Of course, living inside an Egyptian tomb was never part of the social pattern, but it has been recommended that the ventilation of the temples and tombs should be improved for the protection of visitors and guides. At present guides spend roughly four hours daily inside the monuments, but if their working hours were increased for any reason to double this limit the international safety limit of exposure, 20 millisieverts per annum, would be exceeded. The casual visitor is not at any risk.
It is intriguing to think that, when the tombs were first entered after being sealed for many centuries, there may have been extremely high concentrations of radon present. Some of the early Egyptologists must have encountered these. To associate radon with the traditional curse of the Pharaohs on those who moved their bones would be fantastic in the extreme. The occurrence of the death of the Earl of Carnarvon in 1923, the year after he, with Howard Carter, had explored the tomb of Tutankhamen, was popularly attributed to the celebrated curse of the Pharaoh. But Carter, who did most of the exploration, lived until 1939, and Carnarvon died of pneumonia following severe mosquito bites.

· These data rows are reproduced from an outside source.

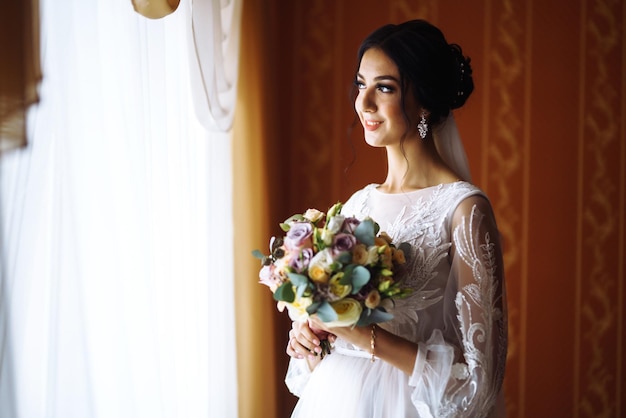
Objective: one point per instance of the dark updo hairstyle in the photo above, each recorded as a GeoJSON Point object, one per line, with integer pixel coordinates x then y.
{"type": "Point", "coordinates": [438, 73]}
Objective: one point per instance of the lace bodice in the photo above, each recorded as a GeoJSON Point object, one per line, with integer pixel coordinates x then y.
{"type": "Point", "coordinates": [457, 310]}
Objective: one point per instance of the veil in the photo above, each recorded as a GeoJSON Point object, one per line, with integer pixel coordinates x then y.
{"type": "Point", "coordinates": [450, 147]}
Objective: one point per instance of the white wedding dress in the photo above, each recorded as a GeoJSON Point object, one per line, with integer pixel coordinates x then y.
{"type": "Point", "coordinates": [456, 314]}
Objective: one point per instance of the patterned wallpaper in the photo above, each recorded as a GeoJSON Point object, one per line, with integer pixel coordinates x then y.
{"type": "Point", "coordinates": [546, 137]}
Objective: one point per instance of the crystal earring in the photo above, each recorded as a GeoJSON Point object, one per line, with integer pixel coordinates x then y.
{"type": "Point", "coordinates": [422, 126]}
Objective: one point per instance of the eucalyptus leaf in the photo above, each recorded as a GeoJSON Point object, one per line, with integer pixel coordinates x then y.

And in the field of archaeological superstition, it is difficult to find any connection with radon of the other cerebrated curse associated with mummy case No 22,542 in the British Museum, belonging to a priestess of Amun, the successive possessors of which unaccountably fell down steps and broke limbs, or otherwise suffered misfortunes. Although the mummy case dates from 1000BC, it is unlikely to have contained radon.
But the Valley of the Kings is an uncanny place at the best of times, radon or no radon.